Well we are now into our 4th month of the year and I'm telling you it just felt like last week was Christmas. I feel as if I truly understand that saying "Time Flies".
The last couple of weeks have been difficult. I know its due to my lack of dedication to the Lord. I also know its a trying and testing time in my life. Nothing new I suppose. I went to the dr to find out that I need to lose weight (I know I was shocked too......*insert sarcasm here*) in order to even consider having a child. My mom has mentioned on several occasions I need to have the gastric bypass surgery. Deep down inside I feel as if I am going the easy route though I know I'm not. I also think I am more cautious this time because of the "adventure" if thats what you want to call it that I went through last time. I will be making an appointment with my primary care physician to see about starting the task of getting approval....again. I suffer from borderline diabetes. As long as I'm on byetta I do not feel as if I am going to kill someone when I'm hungry. The joke here is, my insurance company will not approve the prescription because I have to try these other two forms of medication first *sigh*. Why take something away that is helping someone. So needless to say, without time to take off of work because there is just tooo much work and not enough time I haven't had the chance to go see the dr which means I am off my med. This now starts the snowball affect of me gaining back all the weight I have lost (mind you I do nothing different than when I am on the meds. I eat 6 small meals a day, excersize 3 days a week and am cautious about how much sugar I put in my system). I also feel as if i cannot make a rational decision when I am to the point of hunger. The other night a bunch of friends of ours were going out after church. They were taking their time, goofing off and chatting with others and I finally looked at Tim and said "Either we go home now or we go get food now I'm about to kill someone". Its not that I want to act like that but its almost like my brain goes into this "starvation" mode. I know I am far from starving but its like I want to go outside and hunt down someone and starting gnawing on the raw meat of my kill. I know you may be thinking that I am a little or a lot crazy and you would be correct. Try controlling that urge. It usually ends up in Tim and I fighting! lol. My poor husband. He's stuck in there 7 years, I just hope he can handle the next 60 ;)
We are still having issues with the neighbors. Its to the point that every little thing they do makes me want to go and knock their heads off. We are pretty sure they are dealing drugs and they are not respectful of our property. We have posted signs and actually have put a lock on our OWN gate! The other day I was cleaning and went to take some trash out, I try and take the lock off the gate and sure enough the wonderful neighbors super glued it. How kind of them. I about lost it. Tim called the cops we got some advise from them and pretty much I want to MOVE! I can't handle living in a row home and just need to get away from them.
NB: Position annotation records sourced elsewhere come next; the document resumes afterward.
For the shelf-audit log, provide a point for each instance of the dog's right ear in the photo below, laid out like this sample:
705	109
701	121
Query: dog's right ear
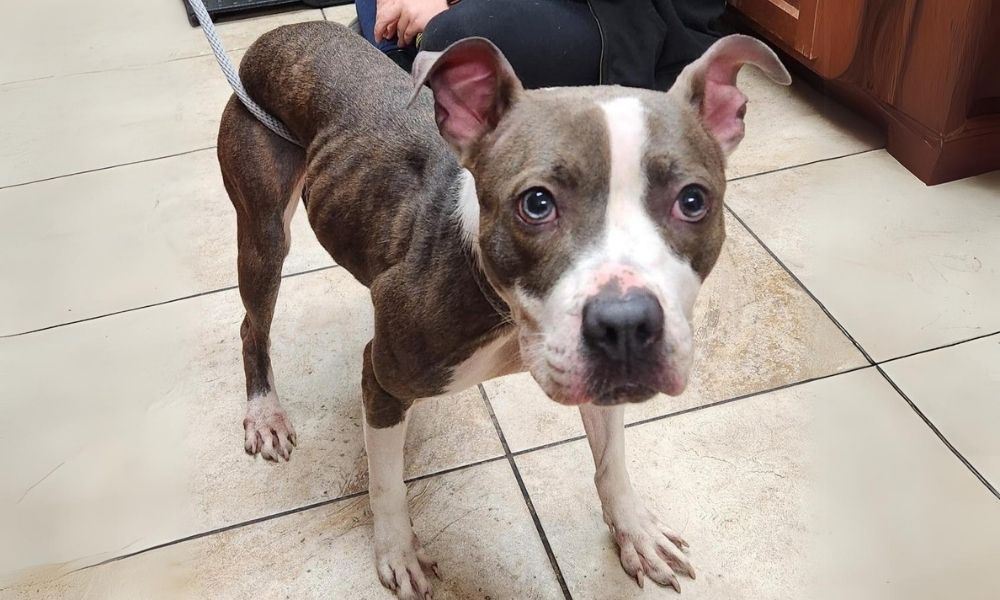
473	87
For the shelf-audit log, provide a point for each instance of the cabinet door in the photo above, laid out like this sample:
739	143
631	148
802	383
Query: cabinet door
793	22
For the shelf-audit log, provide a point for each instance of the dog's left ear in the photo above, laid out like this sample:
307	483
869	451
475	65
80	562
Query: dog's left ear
709	84
473	85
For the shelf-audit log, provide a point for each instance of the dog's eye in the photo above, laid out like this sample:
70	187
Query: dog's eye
537	206
691	204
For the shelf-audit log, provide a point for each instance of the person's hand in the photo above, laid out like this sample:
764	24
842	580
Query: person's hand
404	19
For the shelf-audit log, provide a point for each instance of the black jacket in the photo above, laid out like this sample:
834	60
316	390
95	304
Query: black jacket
646	43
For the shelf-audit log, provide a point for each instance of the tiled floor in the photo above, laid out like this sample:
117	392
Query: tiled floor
839	438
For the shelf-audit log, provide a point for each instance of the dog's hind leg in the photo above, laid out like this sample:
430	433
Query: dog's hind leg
263	175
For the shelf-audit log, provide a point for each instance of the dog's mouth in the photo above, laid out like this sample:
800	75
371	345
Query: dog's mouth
629	392
598	389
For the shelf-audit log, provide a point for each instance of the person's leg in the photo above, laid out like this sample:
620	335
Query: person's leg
548	42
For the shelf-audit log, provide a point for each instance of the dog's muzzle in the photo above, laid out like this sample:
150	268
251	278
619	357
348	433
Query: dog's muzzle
622	337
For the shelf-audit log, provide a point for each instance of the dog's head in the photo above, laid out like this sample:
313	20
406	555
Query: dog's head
599	209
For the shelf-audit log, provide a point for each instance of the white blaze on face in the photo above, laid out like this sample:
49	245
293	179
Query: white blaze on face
630	250
633	248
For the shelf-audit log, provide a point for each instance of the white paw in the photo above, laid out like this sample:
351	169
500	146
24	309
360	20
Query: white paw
648	548
404	568
268	430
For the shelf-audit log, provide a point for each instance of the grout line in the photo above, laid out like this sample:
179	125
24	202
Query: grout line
798	281
936	348
508	455
155	304
872	362
527	498
224	529
692	409
805	164
284	513
99	169
938	433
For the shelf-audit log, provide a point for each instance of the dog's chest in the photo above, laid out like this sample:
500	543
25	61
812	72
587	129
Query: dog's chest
498	357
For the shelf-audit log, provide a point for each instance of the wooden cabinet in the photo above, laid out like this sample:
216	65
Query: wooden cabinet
928	70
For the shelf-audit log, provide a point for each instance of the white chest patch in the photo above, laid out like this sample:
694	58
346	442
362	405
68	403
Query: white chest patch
499	357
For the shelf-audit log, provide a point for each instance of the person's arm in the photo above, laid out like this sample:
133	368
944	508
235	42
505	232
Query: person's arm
404	19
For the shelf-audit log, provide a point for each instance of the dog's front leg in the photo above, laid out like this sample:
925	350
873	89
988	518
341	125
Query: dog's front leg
402	564
646	547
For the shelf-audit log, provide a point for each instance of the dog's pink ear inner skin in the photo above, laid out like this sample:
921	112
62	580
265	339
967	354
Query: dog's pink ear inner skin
473	87
710	84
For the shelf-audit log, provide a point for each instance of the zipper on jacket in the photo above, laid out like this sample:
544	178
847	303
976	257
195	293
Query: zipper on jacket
600	65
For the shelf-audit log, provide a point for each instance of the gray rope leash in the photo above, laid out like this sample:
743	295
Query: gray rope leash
232	75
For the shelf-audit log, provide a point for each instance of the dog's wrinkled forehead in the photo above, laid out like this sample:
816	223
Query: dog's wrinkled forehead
585	145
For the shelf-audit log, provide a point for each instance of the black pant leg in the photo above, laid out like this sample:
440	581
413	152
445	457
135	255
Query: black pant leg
548	42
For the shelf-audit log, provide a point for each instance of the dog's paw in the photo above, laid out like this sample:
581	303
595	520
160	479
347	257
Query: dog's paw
405	568
647	548
268	430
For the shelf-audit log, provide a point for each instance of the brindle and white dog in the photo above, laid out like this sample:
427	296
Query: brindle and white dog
565	232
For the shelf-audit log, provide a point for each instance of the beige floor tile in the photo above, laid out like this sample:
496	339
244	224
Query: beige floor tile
120	238
473	522
128	428
755	329
904	267
66	125
66	37
958	389
788	126
833	489
342	14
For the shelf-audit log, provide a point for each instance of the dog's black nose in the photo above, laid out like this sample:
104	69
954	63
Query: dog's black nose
621	328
They think they are funny but in all reality I want to purchase a gun and shoot them. I'm not that stupid but that is the rage I am feeling lol. I know God is testing me, teaching me something, and I really need to stop and listen to HIM but this flesh of mine is so hard to control sometimes. Please pray for our situation. It is becoming very difficult not to feel bitter.
Church has been going well. Our bus route has had high numbers on it the last few Sundays which is encouraging. We also have had a lot of new visitors in our Teen Boy class. Tim and I really want to do more with them. We just need to use our time more wisely to plan things for them.
Well, lunch is almost over. I should get going. Lots of love and prayers.